SAN FRANCISCO (CN) - San Francisco is trying to use landlords to fix its affordable housing problem, the lead attorney challenging the city's rent ordinance as unconstitutional said outside the city's Federal Courthouse on Monday.
"It's everyone's job to fund the affordable housing programs in this city and not foist it on the backs of property owners," J. David Breemer said.
His clients are Daniel and Maria Levin, a couple who, under a law allowing them to get out of the rental business, must pay their tenant $117,000 to move out of the two-unit building they bought in 2008.
The Levins say they never wanted to be landlords and immediately informed the woman, who had been living in the first-floor unit since 1988, that they planned to remodel the building and use both units themselves.
The Levins moved into the one-bedroom top floor unit, and after the tenant protested their attempts to remodel, the Levins decided to take the ground-floor apartment off the rental market, through the 1985 Ellis Act, which allows landlords to evict tenants if the landlord wants to get out of the rental business.
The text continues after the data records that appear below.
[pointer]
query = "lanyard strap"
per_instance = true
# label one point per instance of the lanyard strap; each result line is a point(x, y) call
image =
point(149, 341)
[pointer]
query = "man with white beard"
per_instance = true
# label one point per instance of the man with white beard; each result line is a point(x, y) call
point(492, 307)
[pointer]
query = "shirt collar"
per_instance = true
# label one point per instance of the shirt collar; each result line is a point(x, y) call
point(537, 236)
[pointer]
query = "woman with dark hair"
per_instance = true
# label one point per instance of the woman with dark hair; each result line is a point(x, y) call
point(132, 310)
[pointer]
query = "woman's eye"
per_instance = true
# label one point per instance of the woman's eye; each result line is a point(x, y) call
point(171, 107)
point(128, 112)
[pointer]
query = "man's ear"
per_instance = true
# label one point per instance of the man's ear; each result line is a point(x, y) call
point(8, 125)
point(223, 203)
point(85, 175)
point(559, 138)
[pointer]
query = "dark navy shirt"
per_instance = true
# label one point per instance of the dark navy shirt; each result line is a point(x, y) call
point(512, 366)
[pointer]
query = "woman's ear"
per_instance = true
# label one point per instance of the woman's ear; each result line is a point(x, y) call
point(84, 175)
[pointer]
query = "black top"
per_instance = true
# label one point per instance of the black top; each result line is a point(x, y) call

The Levins claim they paid the tenant, Thina Holman, $8,000 under old tenant payment laws.
But under a San Francisco ordinance that took effect in June, now they must pay her the difference between her old rent of $2,479 a month and the price of comparable housing in the city for two years.
Co-plaintiffs in Levin's case include Park Lane Associates, which owns a 33-unit building, the San Francisco Apartment Association, and the Coalition for Better Housing.
Park Lane claims it will have to pay the tenants of 15 of its units more than $1.4 million.
As the trial began Monday, U.S. District Judge Charles Breyer said he wanted additional briefing from the city on whether its goal in enacting the ordinance of helping renters find housing in an increasingly expensive market justifies the means in requiring landlords to pay tenants massive amounts to vacate their property.
Breyer said the Nollan-Dolan test is central to the case, and that the city has not addressed its merits, calling the test, "a serious challenge to the ordinance."
Under Nollan-Dolan, to survive a challenge under the Takings Clause, the ordinance must have an essential nexus to a legitimate public interest and be roughly proportionate to its impact.
Breemer said: "The specific legal question has to deal with this means-end question. Assuming it advances a legitimate purpose, are the means appropriately tailored to the end?"
Arguing before Judge Breyer on Monday, City Attorney Christine Van Aken said the ordinance is helping to mitigate the loss of rent control on tenants, a direct impact of the Ellis Act.
"When a landlord evicts a tenant, he or she is removing from that tenant the protection of rent control. The landlord is exposing those tenants to market rates. San Francisco has said to landlord you must at least mitigate two years of that impact," Van Aken said.
Breemer countered: "The only direct impact is the tenant must find another place to live."
Breyer said: "They're saying more than that; they're saying the tenants are losing rent control. The tenant loses the protection of rent control."